I recently came across this linear algebra problem:
Let $ A $ be a $ 2 \times 2 $ matrix with integer entries satisfying $ A^n = I_2 $ for a natural $ n $. We are asked to show $ A^{12} = I $.
All I know is det$ (A) = \pm 1 $ but cannot figure out how to relate $ n $ and 12. Thanks for helping.
(At first for no good reason I thought we should get $A^2=I$. But no, if $A=\begin{bmatrix}0&1\\-1&0\end{bmatrix}$ then $A^2=-I$.
Below we do obtain the nominally stronger result that $A^6=I$ or $A^4=I$.)

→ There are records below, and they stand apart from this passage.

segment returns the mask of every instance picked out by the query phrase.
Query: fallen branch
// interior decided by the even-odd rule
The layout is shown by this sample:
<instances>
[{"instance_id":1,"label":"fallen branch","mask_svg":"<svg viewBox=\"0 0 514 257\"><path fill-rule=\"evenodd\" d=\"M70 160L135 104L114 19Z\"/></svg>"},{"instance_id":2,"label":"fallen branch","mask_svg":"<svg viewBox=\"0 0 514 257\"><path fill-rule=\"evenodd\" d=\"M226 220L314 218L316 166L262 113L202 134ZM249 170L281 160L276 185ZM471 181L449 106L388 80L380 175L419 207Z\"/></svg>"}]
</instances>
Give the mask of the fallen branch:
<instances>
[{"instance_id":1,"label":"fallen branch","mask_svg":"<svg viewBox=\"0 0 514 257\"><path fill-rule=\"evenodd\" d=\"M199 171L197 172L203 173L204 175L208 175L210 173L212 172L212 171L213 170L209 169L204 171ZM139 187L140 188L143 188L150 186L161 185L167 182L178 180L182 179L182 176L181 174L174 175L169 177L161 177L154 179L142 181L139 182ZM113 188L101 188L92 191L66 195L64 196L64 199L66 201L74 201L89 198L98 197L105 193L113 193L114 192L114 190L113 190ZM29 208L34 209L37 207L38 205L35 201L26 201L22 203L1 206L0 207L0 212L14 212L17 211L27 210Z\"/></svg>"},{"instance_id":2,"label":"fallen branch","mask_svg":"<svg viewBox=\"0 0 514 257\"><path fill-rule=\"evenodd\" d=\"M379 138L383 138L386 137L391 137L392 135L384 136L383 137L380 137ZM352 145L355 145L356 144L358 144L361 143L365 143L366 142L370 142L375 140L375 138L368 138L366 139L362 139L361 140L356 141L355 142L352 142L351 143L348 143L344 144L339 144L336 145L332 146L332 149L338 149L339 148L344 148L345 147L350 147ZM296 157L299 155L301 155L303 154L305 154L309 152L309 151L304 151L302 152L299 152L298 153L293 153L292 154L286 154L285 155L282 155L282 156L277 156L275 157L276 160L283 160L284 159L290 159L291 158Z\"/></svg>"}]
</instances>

The Cayley-Hamilton theorem shows that there is a monic quadratic $p$ with integer coefficients that annihilates $A$: There exist $b,c\in \Bbb Z$ with $$p(A)=A^2+bA+cI=0.$$
(Of course CH is a fairly large gun, but CH restricted to $2\times 2$ matrices is trivial; just write out what $\det(A-\lambda I)$ is in terms of $a_{j,k}$.)
Now say $m$ is the minimal polynomial for $A$. If $\deg(m)=1$ then $A=\lambda I$: hence $\lambda\in\Bbb Z$ and $\lambda^n=1$, so $\lambda=\pm1$ and so $A^2=I$.
If $\deg(m)>1$ then since $m|p$ we must have $m=p$. Hence $p|q$, where $q(t)=t^n-1$.
The (complex) zeroes of $p$ are roots of unity, in particular they have modulus $1$. And the zeroes of $p$ must be simple.
So if $p$ has real zeroes then $p(t)=t^2-1$ and we're done. If the roots of $p$ are complex then there exists $\alpha\in\Bbb C\setminus \Bbb R$ with $$t^2+bt+c=(t-\alpha)(t-\overline\alpha).$$
In particular $\alpha+\overline\alpha\in\Bbb Z$; since $|\alpha|=1$ and $\alpha$ is not real this shows that the real part of $\alpha$ is $0$ or $\pm1/2$. Since $\alpha$ is a root of unity it follows that $\alpha^2=1$ or $\alpha^6=1$. But if $\alpha=\pm i$ then $p(t)=t^2+1$, hence $A^2=-I$ and $A^4=I$.
If otoh $\alpha^6=1$ then $p(t)|(t^6-1)$; hence $A^6=I$.
Detail: Why does $\Re\alpha=\pm1/2$ imply that $\alpha^6=1$? Because $\Re\alpha=\pm1/2$ and $|\alpha|=1$ imply that $\alpha=\pm e^{\pm 2\pi i/3}$.